Apple High Sierra's new file system is the operating system's most important new feature.

If you’re over 40 you can skip this first paragraph; you lived it. Microsoft grew rich and powerful by selling an expensive operating system (OS) that ran on cheap computers that other companies made and sold. Apple bet on a free operating system that ran on expensive computers it built and sold.

To this day, the norm for Microsoft customers is that operating system upgrades cost, and Apple users get free updates, even major new releases.

Over the last eight weeks millions have migrated to High Sierra, the latest incarnation of the Mac OS. In theory, it’s a minor step up from its predecessor Sierra, but it’s minor step-ups like this that remind Mac users that their hardware was worth the price.

As good as Apple is at glitz and hoopla, High Sierra’s most important new feature is invisible, one for the techies.

The most important software on a computer is its file system. Every time a system, program or data file is opened, run, changed, copied, moved, compressed, saved, deleted or encrypted, it’s the file system doing the work.

High Sierra introduces an all-new system designed for solid state drives, because they’re the future.

Generational change

For nearly 20 years, Macs have relied on HFS+, a file system developed for spinning hard drives, and it has served us well. But it doesn’t handle solid state drives like the ones in MacBooks well. So Apple bit the bullet and rewrote it from the ground up.

In short, APFS (Apple File System) works faster, it’s more stable, more secure and it can do some really clever tricks.

One of our favourites is that you can save and modify an apparent duplicate of a file, but the OS is actually just tracking the differences between old and new, which take up much less disk space than an entire second copy. If you’re editing large files like video and like to save versions regularly this can save huge amounts of storage.

But closing the hood on the file system, there’s still plenty to see in High Sierra. Who hasn’t cursed auto-play, where a new tab in your web browser starts playing an embedded video uninvited?

Safari can now suppress that boorish behaviour, across the board or on a site-by-site basis.

Thwarting invasive ads

Safari can also stop advertisers stalking you as you move between websites. A couple of years ago, with a family trip to sunny Queensland coming up, we naively ordered a new swimsuit online for the beloved. It was a couple of months before bikini babes stopped popping up every time we used the browser, including during client presentations.

Thanks to the new Safari, you can check out a new Chardonnay release without being pounded by booze ads for weeks to come.
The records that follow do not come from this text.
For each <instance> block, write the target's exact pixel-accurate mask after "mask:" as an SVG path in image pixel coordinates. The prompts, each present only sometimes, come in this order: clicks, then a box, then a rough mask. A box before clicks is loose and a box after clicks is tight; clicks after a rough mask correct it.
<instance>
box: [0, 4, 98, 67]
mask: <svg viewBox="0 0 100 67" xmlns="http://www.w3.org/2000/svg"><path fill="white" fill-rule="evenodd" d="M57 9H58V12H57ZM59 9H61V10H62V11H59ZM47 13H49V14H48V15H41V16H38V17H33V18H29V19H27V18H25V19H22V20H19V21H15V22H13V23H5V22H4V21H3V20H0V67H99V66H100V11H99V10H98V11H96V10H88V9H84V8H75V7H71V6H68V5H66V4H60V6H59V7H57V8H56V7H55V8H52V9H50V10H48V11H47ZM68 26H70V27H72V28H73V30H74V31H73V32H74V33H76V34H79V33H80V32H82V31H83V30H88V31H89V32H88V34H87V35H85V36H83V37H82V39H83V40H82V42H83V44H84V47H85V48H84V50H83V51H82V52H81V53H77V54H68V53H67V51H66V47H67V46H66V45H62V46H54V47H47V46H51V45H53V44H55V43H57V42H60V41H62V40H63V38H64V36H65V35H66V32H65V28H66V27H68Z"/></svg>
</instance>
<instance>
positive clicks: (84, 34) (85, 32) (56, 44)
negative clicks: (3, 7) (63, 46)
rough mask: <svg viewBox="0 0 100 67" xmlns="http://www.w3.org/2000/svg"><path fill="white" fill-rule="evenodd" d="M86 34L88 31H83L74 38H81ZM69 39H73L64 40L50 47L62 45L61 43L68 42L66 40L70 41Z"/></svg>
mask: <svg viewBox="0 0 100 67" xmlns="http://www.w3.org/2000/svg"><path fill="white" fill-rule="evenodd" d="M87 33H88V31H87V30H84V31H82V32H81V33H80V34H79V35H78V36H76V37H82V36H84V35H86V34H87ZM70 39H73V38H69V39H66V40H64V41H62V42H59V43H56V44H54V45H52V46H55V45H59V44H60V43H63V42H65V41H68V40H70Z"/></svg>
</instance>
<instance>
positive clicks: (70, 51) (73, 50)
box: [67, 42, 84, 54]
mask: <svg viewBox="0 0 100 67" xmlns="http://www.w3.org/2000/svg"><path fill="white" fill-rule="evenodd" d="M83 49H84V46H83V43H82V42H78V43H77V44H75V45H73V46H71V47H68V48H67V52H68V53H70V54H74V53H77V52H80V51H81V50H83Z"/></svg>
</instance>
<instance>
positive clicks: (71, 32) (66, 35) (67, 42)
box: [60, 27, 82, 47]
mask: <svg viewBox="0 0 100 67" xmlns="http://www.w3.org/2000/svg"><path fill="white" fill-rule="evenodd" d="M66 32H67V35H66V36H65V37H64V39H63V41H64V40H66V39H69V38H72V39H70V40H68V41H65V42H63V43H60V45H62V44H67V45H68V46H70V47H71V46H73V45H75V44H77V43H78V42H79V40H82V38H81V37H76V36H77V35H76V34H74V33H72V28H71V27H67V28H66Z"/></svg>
You can now turn on Safari’s Reader mode permanently for a website. Reader doesn’t work for all pages, but when it does pop-ups, videos, ads and sponsored content links are stripped out, leaving just the text you’re really interested in.

Right clicking in the page address window near top of screen now offers an option to use Reader mode for that site, whenever it’s available.

iCloud advances

iCloud has taken a small but welcome step towards morphing into a collaboration tool. It’s now possible to share a single file with another iCloud user, using a link-sharing option called Add People.

Depending on permissions you set, your collaborator can view or even edit the file in place. The feature is miles short of a full workgroup cloud service like Dropbox or Google Drive – it can’t even handle sharing at the folder level – but it’s still very handy.

Apple’s mail client – that would be Mail – has a new option to fall in love with. In full-screen mode, when you open an incoming message or a window to compose new outgoing mail it defaults to a split screen display. In one section of the screen you can still navigate around your other mailboxes and messages. In the other you read or work on the one you’ve selected.

With most mail programs you can either work on a new message or navigate and read others. Being able to do both at the same time makes great sense. You can disable the feature in Preferences if it doesn’t appeal.

With dozens of other nice tweaks and a price tag of free, High Sierra proves you shouldn’t look a gift OS in the mouth.